Renowned swim coach Gerry Rodrigues has discussed at length the impact that stroke rate has on open water swimming in many podcasts and presentations, but I like it best when he sums it up like this on one blog: "Don't have a low stroke rate." I love the beauty and simplicity of that statement because it reminds me of what we used to say about safety at a former job I had: "Don't get hurt." Coach Gerry is saying that without attention to stroke rate, we're going to go slow. We need a rate that's not too low and that works for us. So how do we find out what a good stroke rate is?
It is generally accepted that 60 strokes per minute (spm; or 60 arm hits on the water) is considered a "low" stroke rate for triathletes, so we want to be above that for sure. If we have a stroke rate this low, we're probably gliding out too far on each arm and decelerating as we do so. Oh, deceleration, the bane of swimming existence! However, if we ramp your stroke rate up so high that we're spinning our arms and slipping through the water like the roadrunner cartoon (MEEP MEEP), then we're wasting precious energy and we're going to go slow eventually out of exhaustion.
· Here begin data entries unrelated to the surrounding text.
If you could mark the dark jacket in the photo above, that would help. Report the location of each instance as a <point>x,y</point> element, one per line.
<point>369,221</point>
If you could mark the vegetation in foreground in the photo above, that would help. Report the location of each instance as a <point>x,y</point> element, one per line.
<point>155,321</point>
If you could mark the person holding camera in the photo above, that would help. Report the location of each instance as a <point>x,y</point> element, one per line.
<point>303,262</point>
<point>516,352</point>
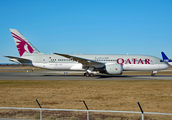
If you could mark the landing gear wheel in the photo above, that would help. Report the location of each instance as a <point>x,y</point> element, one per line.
<point>91,75</point>
<point>153,75</point>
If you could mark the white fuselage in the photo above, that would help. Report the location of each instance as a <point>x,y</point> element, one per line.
<point>129,62</point>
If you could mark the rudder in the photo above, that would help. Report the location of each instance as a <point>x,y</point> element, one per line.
<point>23,45</point>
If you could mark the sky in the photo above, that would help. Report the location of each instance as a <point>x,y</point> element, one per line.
<point>142,27</point>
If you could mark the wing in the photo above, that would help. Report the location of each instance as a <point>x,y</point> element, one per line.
<point>83,61</point>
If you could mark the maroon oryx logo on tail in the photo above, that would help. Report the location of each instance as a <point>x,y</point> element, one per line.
<point>22,45</point>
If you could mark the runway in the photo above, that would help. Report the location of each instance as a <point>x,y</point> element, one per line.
<point>54,76</point>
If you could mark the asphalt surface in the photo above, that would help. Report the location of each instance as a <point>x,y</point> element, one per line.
<point>47,75</point>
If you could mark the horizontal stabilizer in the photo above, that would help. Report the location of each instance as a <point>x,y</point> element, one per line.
<point>18,58</point>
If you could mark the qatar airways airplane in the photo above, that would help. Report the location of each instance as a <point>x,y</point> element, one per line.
<point>91,64</point>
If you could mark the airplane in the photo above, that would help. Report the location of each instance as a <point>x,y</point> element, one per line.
<point>166,59</point>
<point>91,64</point>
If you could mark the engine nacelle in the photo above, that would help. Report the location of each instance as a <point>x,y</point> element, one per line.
<point>114,69</point>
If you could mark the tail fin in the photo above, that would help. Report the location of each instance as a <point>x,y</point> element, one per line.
<point>23,45</point>
<point>165,58</point>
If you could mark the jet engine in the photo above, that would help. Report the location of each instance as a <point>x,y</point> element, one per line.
<point>114,69</point>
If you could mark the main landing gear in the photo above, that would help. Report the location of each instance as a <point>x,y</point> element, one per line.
<point>153,73</point>
<point>88,74</point>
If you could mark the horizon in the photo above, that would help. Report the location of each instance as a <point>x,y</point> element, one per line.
<point>88,27</point>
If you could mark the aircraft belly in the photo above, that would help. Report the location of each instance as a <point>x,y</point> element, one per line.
<point>140,67</point>
<point>55,66</point>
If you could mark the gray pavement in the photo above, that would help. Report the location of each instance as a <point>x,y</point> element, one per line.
<point>45,75</point>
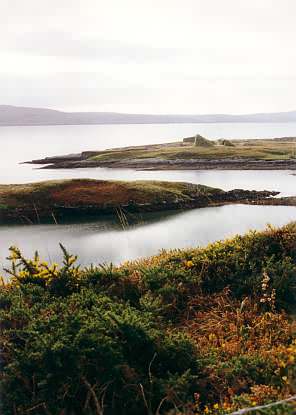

Fast doesn't equal fast, as it were.
If you want to dial in your stroke rate, the cool people at SwimSmooth have posted this nifty ramp test that you can use to find out a good stroke rate for you, using a friend and the Tempo Trainer Pro device. If you don't have a Tempo Trainer, or any friends, then first, you will want to go to counseling so that you can get that friend thing sorted out. Next, you can approximate the test somewhat by just swimming a set of timed 8 x 50 (down and back in most pools) after a nice 500 or so warmup. To do the set, start at a super slow stroke rate which feels slower than your normal stroke rate, and slowly increase your stroke rate and record your times. Give yourself adequate rest between each one. If you have a feel for your normal distance swimming stroke rate, you will soon be able to see whether your normal stroke rate ends up giving you a time that's slower or faster than the others. The ideal stroke rate that's most efficient for you for long swims is going to be the one that has the fastest time while still maintaining a comfortable effort. There will be 50s at which you have faster times than this ideal rate, but you didn't feel sustainable or comfortable.
Hint: what you get will be the stroke rate that will help you swim economically at longer distance events without (a) going bananas or (b) gliding too long.